Your already collosal 8 GB (for running two Virtual machines, Maya 2013 and whatever else simultaneously without VM) is now automagically not efficient enough to do the same in Mavericks...henceforth you buy double the RAM just to make something inherently broken work fine.


Marketing

Mar 28, 2014 11:52 AM in response to Rafale

Rafale wrote:


True if the advertized feature worked. Not true from my experience. It requires a ton more memory.

And it is exactly my experience that Mavericks uses less Ram, I have 5 Macs (plus the ones at the office), all of them are upgraded to 10.9 and all use less Ram and run both faster and cooler than they did before. Before varied from 10.6 to 10.8 (mostly 10.8)


You need to fix your installation.

Mar 28, 2014 12:10 PM in response to Csound1

Anybody have an answer for this?


I've posted to this thread and am now getting emailed every post. Since it is still so active, it is like getting SPAMMED to death.


I have answered no to every email preference, but I'm still getting an email of every post.


I just want it to stop. Do I have to contact the forum administrator to get pulled off the list?


Any thoughts on how to stop this thread from emailing me all the time?


I tried everything that I can think of in "Email Preferences" and "Profile" but it just keeps coming.
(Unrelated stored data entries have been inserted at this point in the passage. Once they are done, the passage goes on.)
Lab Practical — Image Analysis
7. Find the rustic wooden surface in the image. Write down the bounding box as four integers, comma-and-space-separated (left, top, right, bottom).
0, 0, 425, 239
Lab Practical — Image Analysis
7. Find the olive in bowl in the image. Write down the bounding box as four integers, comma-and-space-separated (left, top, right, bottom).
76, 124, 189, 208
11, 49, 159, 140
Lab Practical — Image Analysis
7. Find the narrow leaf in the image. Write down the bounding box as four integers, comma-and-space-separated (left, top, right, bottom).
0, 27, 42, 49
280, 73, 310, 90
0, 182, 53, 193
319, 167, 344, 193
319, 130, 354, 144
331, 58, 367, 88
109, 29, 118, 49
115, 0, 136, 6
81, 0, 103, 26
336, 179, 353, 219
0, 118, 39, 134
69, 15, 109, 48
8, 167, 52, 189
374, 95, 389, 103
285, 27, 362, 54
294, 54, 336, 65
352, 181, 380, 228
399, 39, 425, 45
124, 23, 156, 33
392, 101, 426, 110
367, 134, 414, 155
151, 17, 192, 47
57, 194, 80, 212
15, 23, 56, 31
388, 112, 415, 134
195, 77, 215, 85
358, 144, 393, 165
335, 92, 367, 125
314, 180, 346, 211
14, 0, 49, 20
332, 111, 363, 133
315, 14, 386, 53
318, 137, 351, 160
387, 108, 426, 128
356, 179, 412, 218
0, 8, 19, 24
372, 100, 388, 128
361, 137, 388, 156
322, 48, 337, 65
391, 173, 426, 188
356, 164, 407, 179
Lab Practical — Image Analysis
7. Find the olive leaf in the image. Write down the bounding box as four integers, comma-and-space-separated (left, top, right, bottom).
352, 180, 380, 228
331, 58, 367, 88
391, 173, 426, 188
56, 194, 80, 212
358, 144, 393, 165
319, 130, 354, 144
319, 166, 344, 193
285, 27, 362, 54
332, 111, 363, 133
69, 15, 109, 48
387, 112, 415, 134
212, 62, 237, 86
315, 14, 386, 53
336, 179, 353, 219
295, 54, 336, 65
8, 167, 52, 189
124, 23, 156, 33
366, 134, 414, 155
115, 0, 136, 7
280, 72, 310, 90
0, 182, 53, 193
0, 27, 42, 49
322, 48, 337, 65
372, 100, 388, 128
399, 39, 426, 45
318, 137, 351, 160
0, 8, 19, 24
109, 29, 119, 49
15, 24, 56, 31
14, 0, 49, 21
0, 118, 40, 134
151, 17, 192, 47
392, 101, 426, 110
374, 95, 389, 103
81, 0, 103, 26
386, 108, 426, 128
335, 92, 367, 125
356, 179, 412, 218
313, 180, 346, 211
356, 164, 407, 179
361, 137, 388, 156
Mar 28, 2014 12:12 PM in response to Davestformore

Davestformore wrote:


Anybody have an answer for this?


I've posted to this thread and am now getting emailed every post. Since it is still so active, it is like getting SPAMMED to death.


I have answered no to every email preference, but I'm still getting an email of every post.


I just want it to stop. Do I have to contact the forum administrator to get pulled off the list?


Any thoughts on how to stop this thread from emailing me all the time?


I tried everything that I can think of in "Email Preferences" and "Profile" but it just keeps coming.

On this thread, at the top right, I have a "Stop Email Notifications" in the Actions box. I assume that would do it, but it seems like maybe you already tried that.